Officials say predictable, long-term contracts will provide mills and loggers the certainty needed to invest in equipment and jobs.
“President Trump is committed to cutting red tape, rolling back burdensome regulations and unleashing the potential of America’s abundant natural resources,“ Rollins said in a statement. ”We are doing just that at USDA with this announcement to invest in timber production. This is a win for consumers who will see better prices with American grown products, and a win for forest management which will help keep our forests safer and reduce wildfire risk.”
“Timber production is essential for crucial human activities like construction and energy production,” the order states.
The USDA strategy emphasizes tools such as Good Neighbor Authority agreements with states and tribes and integrated resource contracts that can run for 10 years or longer. It also prioritizes emerging wood products—notably cross-laminated timber, touted for rivaling steel in strength—and markets for the low-value biomass that is often left in the woods.

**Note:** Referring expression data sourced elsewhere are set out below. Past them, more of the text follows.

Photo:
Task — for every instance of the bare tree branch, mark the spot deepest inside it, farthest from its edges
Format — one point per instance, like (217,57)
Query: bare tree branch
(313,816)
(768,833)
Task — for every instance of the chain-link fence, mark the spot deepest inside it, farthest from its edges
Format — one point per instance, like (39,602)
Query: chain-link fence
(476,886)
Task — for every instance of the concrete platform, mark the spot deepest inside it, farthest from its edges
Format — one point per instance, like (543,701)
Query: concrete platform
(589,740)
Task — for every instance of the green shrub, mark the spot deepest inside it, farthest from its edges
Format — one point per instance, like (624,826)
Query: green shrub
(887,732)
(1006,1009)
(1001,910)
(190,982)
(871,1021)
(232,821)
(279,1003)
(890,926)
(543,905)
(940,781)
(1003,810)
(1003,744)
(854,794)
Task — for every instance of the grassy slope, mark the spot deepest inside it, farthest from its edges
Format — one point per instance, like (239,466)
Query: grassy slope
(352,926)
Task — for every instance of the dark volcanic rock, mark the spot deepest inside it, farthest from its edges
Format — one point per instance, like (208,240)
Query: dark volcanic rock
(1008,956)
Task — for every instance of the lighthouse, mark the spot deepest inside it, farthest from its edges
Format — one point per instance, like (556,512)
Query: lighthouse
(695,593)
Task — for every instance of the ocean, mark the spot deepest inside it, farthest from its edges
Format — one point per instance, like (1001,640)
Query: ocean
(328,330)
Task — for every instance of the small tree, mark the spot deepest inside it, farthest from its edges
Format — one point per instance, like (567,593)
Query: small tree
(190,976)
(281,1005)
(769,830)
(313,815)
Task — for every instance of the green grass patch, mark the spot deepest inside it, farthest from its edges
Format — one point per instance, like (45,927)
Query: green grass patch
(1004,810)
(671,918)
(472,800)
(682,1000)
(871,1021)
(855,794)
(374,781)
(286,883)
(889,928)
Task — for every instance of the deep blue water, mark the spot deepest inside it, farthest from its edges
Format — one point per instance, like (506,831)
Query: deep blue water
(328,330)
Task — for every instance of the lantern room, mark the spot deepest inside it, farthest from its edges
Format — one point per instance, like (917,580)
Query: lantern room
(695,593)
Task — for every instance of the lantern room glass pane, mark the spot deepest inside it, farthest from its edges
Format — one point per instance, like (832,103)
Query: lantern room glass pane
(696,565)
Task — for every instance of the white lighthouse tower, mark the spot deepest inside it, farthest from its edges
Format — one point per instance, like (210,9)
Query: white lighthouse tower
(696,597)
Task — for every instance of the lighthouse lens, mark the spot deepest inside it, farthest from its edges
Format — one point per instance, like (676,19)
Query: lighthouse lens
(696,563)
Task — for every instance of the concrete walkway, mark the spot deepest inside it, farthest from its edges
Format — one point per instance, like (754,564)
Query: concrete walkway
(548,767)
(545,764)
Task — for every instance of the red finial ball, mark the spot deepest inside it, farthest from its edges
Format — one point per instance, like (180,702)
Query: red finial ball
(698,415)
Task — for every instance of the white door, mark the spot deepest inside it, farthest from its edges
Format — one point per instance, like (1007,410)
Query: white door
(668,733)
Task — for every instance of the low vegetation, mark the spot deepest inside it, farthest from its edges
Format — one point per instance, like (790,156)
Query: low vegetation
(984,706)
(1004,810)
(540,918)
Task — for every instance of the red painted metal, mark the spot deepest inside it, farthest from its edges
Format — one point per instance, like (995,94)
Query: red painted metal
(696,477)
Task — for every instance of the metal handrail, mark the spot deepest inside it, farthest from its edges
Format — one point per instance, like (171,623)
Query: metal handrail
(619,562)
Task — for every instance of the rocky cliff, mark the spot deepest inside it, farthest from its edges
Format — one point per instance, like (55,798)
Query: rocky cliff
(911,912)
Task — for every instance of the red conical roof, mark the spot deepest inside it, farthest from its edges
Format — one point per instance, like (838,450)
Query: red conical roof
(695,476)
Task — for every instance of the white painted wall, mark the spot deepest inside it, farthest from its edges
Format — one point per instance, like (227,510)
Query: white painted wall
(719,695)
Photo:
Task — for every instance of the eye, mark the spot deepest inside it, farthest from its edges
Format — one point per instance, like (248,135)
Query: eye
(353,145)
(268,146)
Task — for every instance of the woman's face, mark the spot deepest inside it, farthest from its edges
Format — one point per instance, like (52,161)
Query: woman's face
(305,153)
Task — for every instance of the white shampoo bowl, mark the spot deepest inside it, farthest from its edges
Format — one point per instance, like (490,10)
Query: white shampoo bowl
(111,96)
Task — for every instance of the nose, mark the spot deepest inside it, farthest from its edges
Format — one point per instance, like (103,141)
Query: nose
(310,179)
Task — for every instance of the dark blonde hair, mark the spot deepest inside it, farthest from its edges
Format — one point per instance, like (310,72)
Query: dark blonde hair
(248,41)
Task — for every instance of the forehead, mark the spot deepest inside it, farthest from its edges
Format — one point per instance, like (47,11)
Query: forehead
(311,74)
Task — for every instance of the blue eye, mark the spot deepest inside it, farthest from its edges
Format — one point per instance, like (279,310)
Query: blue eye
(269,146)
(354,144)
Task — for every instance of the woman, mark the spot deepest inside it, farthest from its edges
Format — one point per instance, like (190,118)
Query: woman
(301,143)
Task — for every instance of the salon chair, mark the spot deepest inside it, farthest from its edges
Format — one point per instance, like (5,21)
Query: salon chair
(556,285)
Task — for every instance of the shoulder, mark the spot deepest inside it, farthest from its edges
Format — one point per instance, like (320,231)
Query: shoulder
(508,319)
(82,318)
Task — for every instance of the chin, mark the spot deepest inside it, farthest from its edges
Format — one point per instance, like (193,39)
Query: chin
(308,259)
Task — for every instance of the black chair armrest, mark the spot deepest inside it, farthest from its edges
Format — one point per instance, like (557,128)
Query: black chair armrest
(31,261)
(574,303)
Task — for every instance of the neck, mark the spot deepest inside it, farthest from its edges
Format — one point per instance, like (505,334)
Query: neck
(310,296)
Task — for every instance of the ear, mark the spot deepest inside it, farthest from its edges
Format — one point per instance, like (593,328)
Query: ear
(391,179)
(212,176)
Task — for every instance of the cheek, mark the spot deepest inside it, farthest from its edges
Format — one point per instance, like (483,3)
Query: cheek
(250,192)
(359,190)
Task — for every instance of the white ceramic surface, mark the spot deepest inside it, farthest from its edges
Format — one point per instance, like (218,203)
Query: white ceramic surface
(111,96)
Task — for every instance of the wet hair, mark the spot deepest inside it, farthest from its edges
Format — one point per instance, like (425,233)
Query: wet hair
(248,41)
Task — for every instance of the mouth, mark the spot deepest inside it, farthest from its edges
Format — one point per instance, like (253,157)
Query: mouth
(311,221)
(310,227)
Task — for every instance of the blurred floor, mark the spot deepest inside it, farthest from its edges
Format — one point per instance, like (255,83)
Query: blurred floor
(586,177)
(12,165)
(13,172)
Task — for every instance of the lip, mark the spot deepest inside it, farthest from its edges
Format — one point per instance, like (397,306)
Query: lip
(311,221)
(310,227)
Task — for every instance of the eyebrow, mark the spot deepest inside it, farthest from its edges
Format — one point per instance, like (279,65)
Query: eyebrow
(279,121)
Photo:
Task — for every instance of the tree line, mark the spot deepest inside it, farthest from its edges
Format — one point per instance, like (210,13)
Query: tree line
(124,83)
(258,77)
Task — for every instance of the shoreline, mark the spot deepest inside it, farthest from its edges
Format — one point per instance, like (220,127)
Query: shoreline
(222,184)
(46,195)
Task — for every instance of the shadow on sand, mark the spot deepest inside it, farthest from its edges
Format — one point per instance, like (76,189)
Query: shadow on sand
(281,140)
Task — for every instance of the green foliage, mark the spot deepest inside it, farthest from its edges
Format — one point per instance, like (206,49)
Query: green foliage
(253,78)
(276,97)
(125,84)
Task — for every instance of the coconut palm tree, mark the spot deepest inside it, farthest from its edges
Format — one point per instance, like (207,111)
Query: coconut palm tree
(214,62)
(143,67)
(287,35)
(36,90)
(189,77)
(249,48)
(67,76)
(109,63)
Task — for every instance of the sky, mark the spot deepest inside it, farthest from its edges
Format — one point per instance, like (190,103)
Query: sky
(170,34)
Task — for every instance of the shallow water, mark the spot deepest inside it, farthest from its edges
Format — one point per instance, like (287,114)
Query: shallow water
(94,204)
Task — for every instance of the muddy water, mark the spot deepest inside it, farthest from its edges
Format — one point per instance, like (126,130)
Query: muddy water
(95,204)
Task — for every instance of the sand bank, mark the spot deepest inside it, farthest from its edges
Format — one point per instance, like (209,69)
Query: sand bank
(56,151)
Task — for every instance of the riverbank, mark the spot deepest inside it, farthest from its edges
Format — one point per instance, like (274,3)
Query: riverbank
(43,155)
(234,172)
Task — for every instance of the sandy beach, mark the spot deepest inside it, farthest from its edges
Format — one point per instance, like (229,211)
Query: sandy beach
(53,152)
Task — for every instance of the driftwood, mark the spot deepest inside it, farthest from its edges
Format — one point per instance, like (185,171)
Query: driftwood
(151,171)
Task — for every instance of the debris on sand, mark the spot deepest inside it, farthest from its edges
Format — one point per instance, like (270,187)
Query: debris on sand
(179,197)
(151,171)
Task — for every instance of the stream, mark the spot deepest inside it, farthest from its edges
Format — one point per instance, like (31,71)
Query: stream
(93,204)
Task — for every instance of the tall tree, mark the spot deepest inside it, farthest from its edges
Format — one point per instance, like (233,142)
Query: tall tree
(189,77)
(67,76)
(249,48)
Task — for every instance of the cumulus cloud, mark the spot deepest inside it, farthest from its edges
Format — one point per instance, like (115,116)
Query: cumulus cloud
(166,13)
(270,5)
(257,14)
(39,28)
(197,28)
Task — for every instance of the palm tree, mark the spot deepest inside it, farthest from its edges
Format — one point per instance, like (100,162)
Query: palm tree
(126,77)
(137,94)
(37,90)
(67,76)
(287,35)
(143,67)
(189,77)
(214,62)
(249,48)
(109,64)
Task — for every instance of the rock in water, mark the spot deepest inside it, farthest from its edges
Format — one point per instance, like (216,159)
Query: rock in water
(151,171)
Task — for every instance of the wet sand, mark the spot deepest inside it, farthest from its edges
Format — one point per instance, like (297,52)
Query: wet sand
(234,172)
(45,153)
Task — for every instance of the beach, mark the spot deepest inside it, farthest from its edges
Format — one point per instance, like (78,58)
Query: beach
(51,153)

USDA officials say more active management will thin overly dense stands that feed destructive wildfires, while the added timber volume should ease construction-grade lumber shortages that drove up homebuilding costs in recent years. The Forest Service estimates the initiative will support jobs “from the woods to the mill” and lessen dependence on imports.
USDA did not specify when the first projects funded by the $200 million package will break ground. Rollins said the department will report progress “in the coming months” as regional offices identify high-priority tracts and negotiate multi-year contracts.
Industry views differ sharply from this view.
Travis Joseph, president of the American Forest Resource Council, said that the orders are “common-sense directives Americans support,” saying that decades of “mismanaged” forests have cost jobs and left communities vulnerable to wildfire. Joseph said the nation’s federal forests are “facing an emergency” and need immediate action.